But the Tories really love Blair not because of his undoubted political skills, but because they think he was "one of us", albeit trapped by the Labour Party. And, in reality, Labour's current opposition to what the Coalition is doing is hobbled by the fact that Blair laid the foundation for so much of it.

Take the privatisation of the NHS. Under Blair, private sector involvement began to flourish and a commercial directorate was set up in the Department of Health. Gove is now expanding Blair's Academy schools programme, and free schools are a logical extension of them. The Coalition trebled the tuition fees that Blair introduced. Across public services, Blair expanded the role of the private sector – though not as fast as he would have liked, thanks to internal party opposition.

But Cameron is taking this "reform" (the Blairite and Tory code word for "privatisation") ever further. In his memoirs, Blair effectively backed Cameron's cuts programme, and argued that Conservatives would "be at their best when they are allowed to get on with it – as with reforms in education". "They will be at their worst" not when their cuts would be hammering communities Labour exists to represent – but rather when they were first to compromise with "the Old Labour instincts of the Lib Dems". If we were to define "Cameronism", it would surely be Blairism liberated from the shackles of the Labour Party.

Blair accepted the fundamentals of the Thatcher settlement: low taxes on the wealthy, weak trade unions, the dominance of the market over all. His great departure from Thatcherism was a desperately needed boost to spending on public services. Nothing remains of this as a principle in British politics. It is left to arch-critics of Blair like myself to defend a big chunk of his government's economic record from his own supporters. And contrast how the poorest fared with previous Labour governments. Four years before the crash, the income of the bottom third began declining. Under the Labour governments of the 1960s – which Blair delighted in defining himself against – the poorest 10 per cent saw their real incomes surge by 26 per cent, compared with a 16 per cent rise in median incomes.

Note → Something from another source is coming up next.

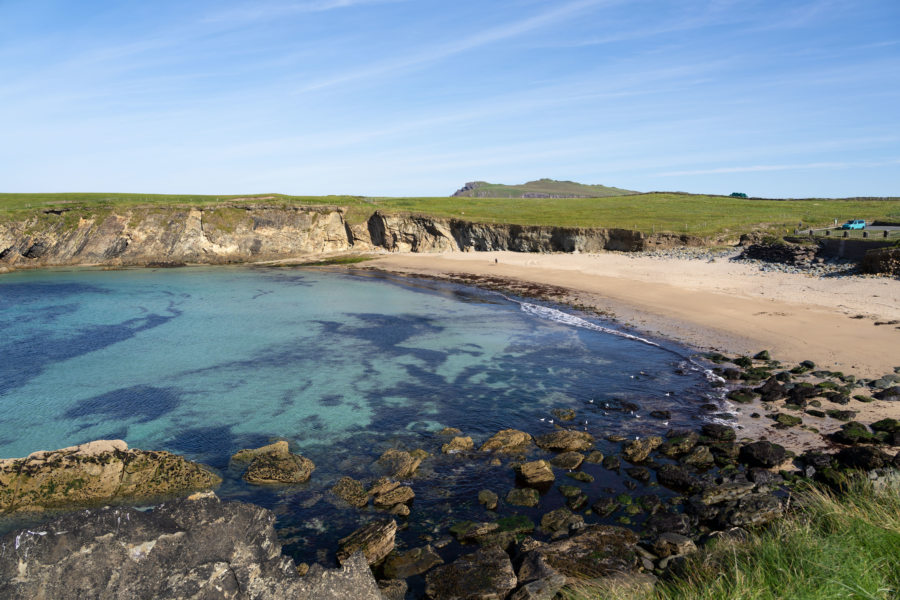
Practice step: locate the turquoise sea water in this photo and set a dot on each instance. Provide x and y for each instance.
(205, 361)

His defenders argue that Labour could not have won without him. It is a myth. Black Wednesday in 1992 finished off the Tories, and Labour enjoyed subsequent massive poll leads under John Smith. Of the five million votes that Labour lost in its 13 years in power, four million went awol under Blair's leadership.

It wasn't "Middle England" that deserted the party. According to Ipsos MORI, while middle-class professional support for Labour declined by five per cent between 1997 and 2010, support among skilled workers plummeted by 21 per cent.

His influence is certainly "very firmly felt" among his adoring Tory fans, as they build on the foundations he laid. But Labour's leaders would be best advised to leave the swooning to Cameron's acolytes. Blair was fortunate to lead Labour just as Tory Britain imploded; but the old Blairite formula offers nothing to those who want a real alternative to the Conservative crusade.